Notice in everything nicholson talks about, there's a lack of discussion of constant checking of work mid process (you can do it as part of the process while you're working), there's no prescription for X's or high angles or any of that stuff. The language is a little funny.

What I learned from the text when referenced to it was experimenting with what Nicholson says (working sectionally with a jack) is a little less effort. So just learning by trial and error, everything otherwise matches.

For anyone new to planing, this kind of simplicity is important, because it's really all there is to planing (not cross grain, then X's then this or that).

Jack plane in sections, long plane (equivalent in metal planes maybe to a #6) with through shavings until there are continuous shavings end to end and left to right, and then do the same thing smoothing.

(Jack planing in sections means you step to an area plane it, and then no moving of feet until that area is done, then move back or forward and get what's in arm's reach:

https://play.google.com/books/reader?id=_XYOAAAAYAAJ&pg=GBS.PA94&printsec=frontcover
The text is here -start on page 94.

There's a brief other part where nicholson mentions setting the cap iron based on the needs of the wood (so it's more or less set the plane properly, sharpen it and then do the same thing as above every time only varying whether or not the jointer is used based on a need for very straight or long work).

As much as everyone loves a big long wooden jointer plane in theory, the second double iron plane that I built was a 28" jointer. I don't think I've used it in at least four years as the need for anything very straight is usually match planing a long edge (the try plane will match plane almost anything fine without getting a metal or wooden jointer out). The 28" planes are nose heavy and they make your forearm tired.

The fact that someone can work in a garage, resolve to work mostly by hand and end up on almost the same process is a good indicator that varying much from what nicholson says is likely to put you through pointless work.

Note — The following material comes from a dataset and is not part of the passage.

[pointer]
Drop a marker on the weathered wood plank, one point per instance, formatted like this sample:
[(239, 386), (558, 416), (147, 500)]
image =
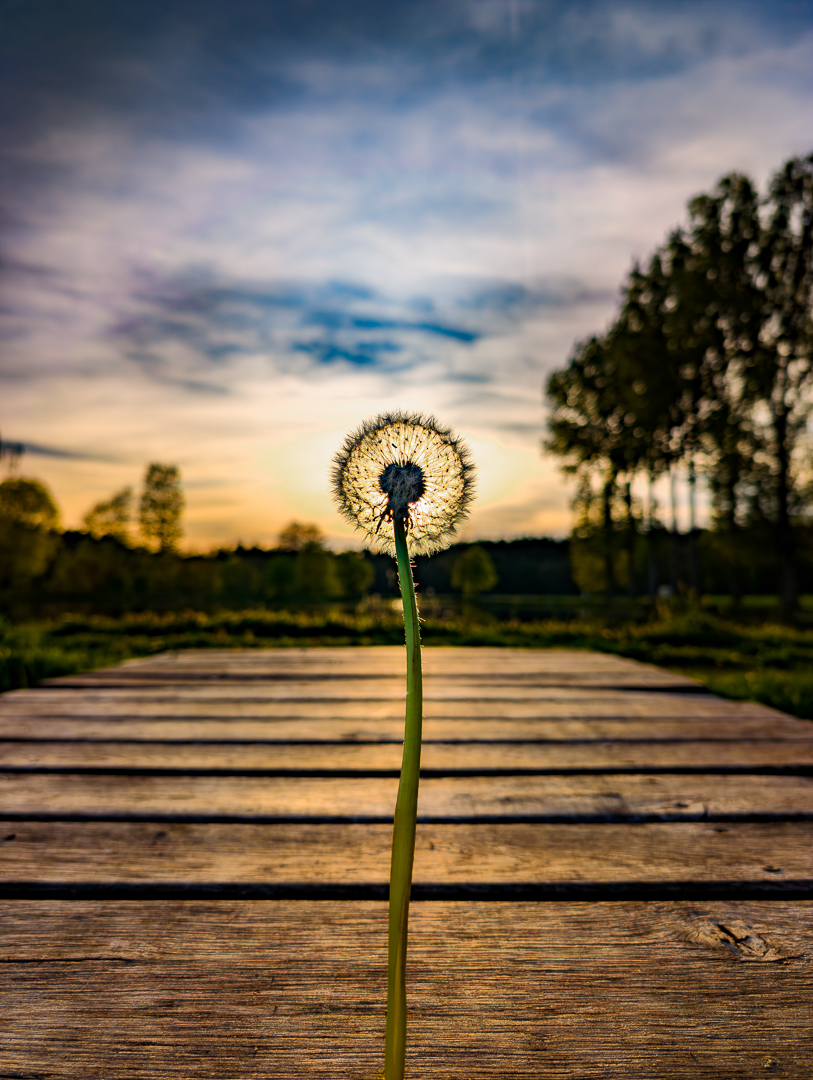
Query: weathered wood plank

Notice also when you read the text on the prior page, nicholson talks about honing the iron with two stones and using a grind stone occasionally when it's needed. A grind stone back then wouldn't have been a bench stone- it would've been a very large and very coarse sandstone (like the size of a microwave but not as thick as a microwave is tall). I didn't track down the rub stone, but a turkey stone at the time would probably have been the turkish oilstone (which is essentially nonexistent at a reasonable price now). A good quality turkish stone is about as fine as an 8k grit waterstone, or similar to a trans/black arkansas, but more friable. In 15 years of being a stone pig, I've only found one at a reasonable price (and still have it).

I've never read this section before about sharpening (I'll figure that out on my own) but it's literally identical (two stones and a grinder - not grinding every time, not a bunch of diamond stones) except that the grinder used occasionally is a huge sandstone or a sandstone wheel instead of a modern grinder.

This is all there is to planing anything that I've ever found and when a non-jacob person (like a professional guitar maker here in the states or anyone else starting to work by hand) has ever asked why they're having trouble, the reference to what they're doing is no more complicated than above (no weird tricks, toothed irons, rounding bevels, special stones). The only thing that seems to get objection is the idea that a sole has to actually be flat if you want to use the plane sole to plane something flat without having to check it. That's an immediate indication that someone isn't doing much work by hand (to object to that).

I don't think many people actually work entirely by hand on much. The lack of a scrub plane is a good example here - why no scrub plane? It's such a pleasurable plane for a beginner to chunk off wood. The reason is simple -the jack plane removes a volume of wood just as quickly, but it does so without leaving nearly as uneven of a surface, and when you're not feeding a board to a power jointer or power thicknesser, you notice how much effort is required to follow up the rough work with the try plane (as in, you start to become very accurate with a jack plane so that the next steps are less and you do as much work as you can with the jack). Splitting the jack plane up into scrub and jack plane also makes no sense. If there's a want to really take huge chunks of wood out of a board, then just set two jack planes - one more coarse than the other.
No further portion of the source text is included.